D’ailleurs, les architectes du XIXe siècle ont abordé le sujet de la prison, et de l’hôpital psychiatrique en symétrie, avec l’enthousiasme des Lumières. Aujourd’hui, les agences d’architecture qui construisent des prisons prennent le risque de l’opprobre et d’actions plus ou moins violentes de la part d’anarchistes en mal de cause.
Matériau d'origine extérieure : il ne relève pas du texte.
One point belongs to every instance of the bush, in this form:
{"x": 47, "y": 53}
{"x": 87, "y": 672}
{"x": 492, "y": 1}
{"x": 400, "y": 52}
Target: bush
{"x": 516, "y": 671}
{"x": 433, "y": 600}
De fait, l’architecture carcérale est très peu enseignée dans les écoles, l’influence sans doute de Mai 68 et son slogan «ni casernes ni prisons». Pourtant, la société telle que nous la connaissons n’a jamais cessé de construire des prisons et, en ce moment, en France, il y a du travail.
Même si Emmanuel Macron a divisé de moitié son plan prison original, 8 000 places n’en seront pas moins lancées d’ici 2022 et livrées jusqu’en 2027. Qu’on en juge, liste non exhaustive (prenez votre respiration) : Tremblay-en-France (700 places), Noiseau (700 places), Val d’Oise (600 places nettes), Melun (700 places nettes), Caen-Ifs (550 places), Rennes (450 places nettes), Angers (400 places), Strasbourg Eurométropole (500 places), Pau (250 places), Toulouse-Muret (600 places nettes), Perpignan (500 places nettes), Alès (500 places nettes), Avignon (400 places nettes), Var (600 places nettes), Nice (650 places nettes).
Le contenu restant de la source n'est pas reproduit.